Cabinet Avocats Valadou I Josselin

Dérogation « espèce protégée » : précisions sur l’appréciation de l’état de conservation de l’espèce

CE, 12 décembre 2025, req. n°506263

Dans cette affaire, le Préfet des Hautes-Pyrénées avait autorisé par arrêté la mise en œuvre de tirs de défense contre la prédation du loup.

Un référé-suspension avait été introduit à l’encontre de cet arrêté devant le Tribunal administratif de Pau.

Celui-ci ayant rejeté la demande de suspension de l’exécution de l’arrêté pour défaut d’urgence, les associations requérantes se sont pourvues en cassation devant le Conseil d’Etat.

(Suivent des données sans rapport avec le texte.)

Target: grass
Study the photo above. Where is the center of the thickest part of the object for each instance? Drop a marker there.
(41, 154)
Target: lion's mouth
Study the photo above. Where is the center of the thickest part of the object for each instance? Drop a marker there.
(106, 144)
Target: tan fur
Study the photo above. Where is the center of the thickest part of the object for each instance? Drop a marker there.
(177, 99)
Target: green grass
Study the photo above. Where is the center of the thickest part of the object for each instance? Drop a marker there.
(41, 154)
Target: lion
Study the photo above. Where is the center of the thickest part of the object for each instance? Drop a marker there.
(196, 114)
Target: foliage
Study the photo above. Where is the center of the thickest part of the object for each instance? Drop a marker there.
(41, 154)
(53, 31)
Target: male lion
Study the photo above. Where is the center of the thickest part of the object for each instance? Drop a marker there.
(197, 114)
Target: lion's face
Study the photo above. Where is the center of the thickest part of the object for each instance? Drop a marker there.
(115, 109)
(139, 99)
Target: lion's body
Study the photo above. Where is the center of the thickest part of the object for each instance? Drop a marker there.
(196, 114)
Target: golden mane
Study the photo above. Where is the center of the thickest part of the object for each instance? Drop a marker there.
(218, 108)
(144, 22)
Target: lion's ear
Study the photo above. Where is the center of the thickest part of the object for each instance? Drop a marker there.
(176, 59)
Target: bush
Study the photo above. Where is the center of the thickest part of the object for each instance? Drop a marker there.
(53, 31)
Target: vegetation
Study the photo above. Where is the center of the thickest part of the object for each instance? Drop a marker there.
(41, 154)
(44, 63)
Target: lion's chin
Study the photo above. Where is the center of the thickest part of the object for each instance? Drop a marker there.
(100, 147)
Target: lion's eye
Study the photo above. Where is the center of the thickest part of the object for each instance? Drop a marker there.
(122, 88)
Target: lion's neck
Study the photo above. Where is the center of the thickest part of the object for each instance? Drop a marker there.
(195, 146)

Celui-ci relève que la mise en œuvre de l’arrêté risquait d’avoir pour effet la destruction de l’unique loup présent dans le département.

C’est donc aux termes d’une dénaturation des pièces du dossier que le Juge des référés de première instance a écarté la condition d’urgence.

L’ordonnance du Juge des référés de première instance est ainsi annulée.

Réglant l’affaire au fond, le Conseil d’Etat retient la condition d’urgence.

Il examine ensuite le moyen tiré de ce que l’arrêté est susceptible de porter atteinte à l’état de conservation de l’espèce au niveau local.

Le Conseil d’Etat rappelle sur ce point les dispositions de l’article L. 411-2 du Code de l’environnement.

Ces dispositions conditionnent notamment la dérogation à la protection des espèces protégées à l’absence de nuisance « au maintien, dans un état de conservation favorable, des populations des espèces concernées dans leur aire de répartition naturelle ».

Le Conseil d’Etat cite également les dispositions de l’article R. 161-3 du Code de l’environnement, qui transpose l’article 1er de la directive « Habitats » et définit les critères d’appréciation de l’état de conservation d’une espèce.

Il indique qu’il résulte de ces dispositions, telles qu’interprétées par la Cour de justice de l’Union européenne, que l’état de conservation de l’espèce s’apprécie notamment au regard de son aire de répartition naturelle.

Il précise que l’octroi d’une dérogation « espèces protégées » « doit reposer sur des critères permettant d’assurer la préservation à long terme de la dynamique et de la stabilité sociale de l’espèce visée » et que l’évaluation de l’incidence de la dérogation doit être réalisée « tant au niveau national qu’au niveau local pertinent ».

En l’espèce, le Conseil d’Etat relève que le nombre de loups en France est supérieur au seuil de viabilité démographique et que cette population est caractérisée par une démographie en croissance et une expansion territoriale.

Cependant, le département des Hautes-Pyrénées ne compterait qu’un seul spécimen de loup et les départements limitrophes en comportent une faible population.

Le Conseil d’Etat estime donc que le moyen tiré de ce que l’arrêté est susceptible de porter atteinte à l’état de conservation de l’espèce au niveau local est de nature à créer un doute sérieux sur sa légalité.

Il suspend en conséquence l’exécution de l’arrêté.